New Planet Honors Horrible TV Show

August 16, 2006

So apparently, according to some new rule, we are going to have more planet names to remember. Neptune, Mercury, Pluto, Mars, Xena. Wait, what?


When I think of the Milky Way and the universe and the wonderful possibility in that mysterious expanse hanging out there above our heads, I don’t want to think of a sword wielding, militant lesbian clad in leather. I don’t want our new planet to be called Xena. I don’t want its moon to be named Gabrielle. Someone come up with a better name, quickly. I refuse to submit school children around the world to this madness (even though they are bratty young whippersnappers that need to get off of my lawn).

Fuck you, Xena, and a big fuck you to whoever it is out there that decides whether or not a huge spinning rock in space is a planet or not, cause you’re doing a bad job!

Scientists could drop Pluto or add Xena as planet
LOS ANGELES – Our solar system is suffering an identity crisis.

For decades, it has consisted of nine planets, even as scientists debated whether Pluto really belonged. Then the recent discovery of an object larger and farther away than Pluto threatened cosmic chaos.

Should this newly found icy rock known as “2003 UB313” become the 10th planet?

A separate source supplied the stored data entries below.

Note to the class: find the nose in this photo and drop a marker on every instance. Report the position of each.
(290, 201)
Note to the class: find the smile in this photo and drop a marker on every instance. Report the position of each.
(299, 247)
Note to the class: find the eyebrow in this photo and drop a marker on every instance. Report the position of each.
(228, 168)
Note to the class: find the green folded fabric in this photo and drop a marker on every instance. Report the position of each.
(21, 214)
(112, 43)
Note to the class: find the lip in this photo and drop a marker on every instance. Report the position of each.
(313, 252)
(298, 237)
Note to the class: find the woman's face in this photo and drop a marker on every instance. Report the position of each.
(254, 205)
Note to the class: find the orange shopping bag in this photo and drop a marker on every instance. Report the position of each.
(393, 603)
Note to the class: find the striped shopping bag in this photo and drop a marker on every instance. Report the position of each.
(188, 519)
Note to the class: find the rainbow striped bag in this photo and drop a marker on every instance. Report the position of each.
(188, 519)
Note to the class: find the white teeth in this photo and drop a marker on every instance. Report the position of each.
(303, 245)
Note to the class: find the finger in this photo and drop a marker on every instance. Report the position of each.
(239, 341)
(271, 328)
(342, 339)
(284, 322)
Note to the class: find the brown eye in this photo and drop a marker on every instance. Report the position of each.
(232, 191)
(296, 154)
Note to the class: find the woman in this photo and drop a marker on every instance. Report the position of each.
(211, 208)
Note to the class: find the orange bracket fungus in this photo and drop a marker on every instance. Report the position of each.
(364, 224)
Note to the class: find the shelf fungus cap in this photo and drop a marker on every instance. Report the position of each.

Should Pluto be demoted? And what is a planet, anyway?

Ancient cultures regularly revised their answer to the last question and present-day scientists aren’t much better off: There still is no universal definition of “planet.”

That all could soon change, and with it science textbooks.

2 Responses to “New Planet Honors Horrible TV Show”

  1. DBW Says:

    Gimme Xena and you can have Uranus.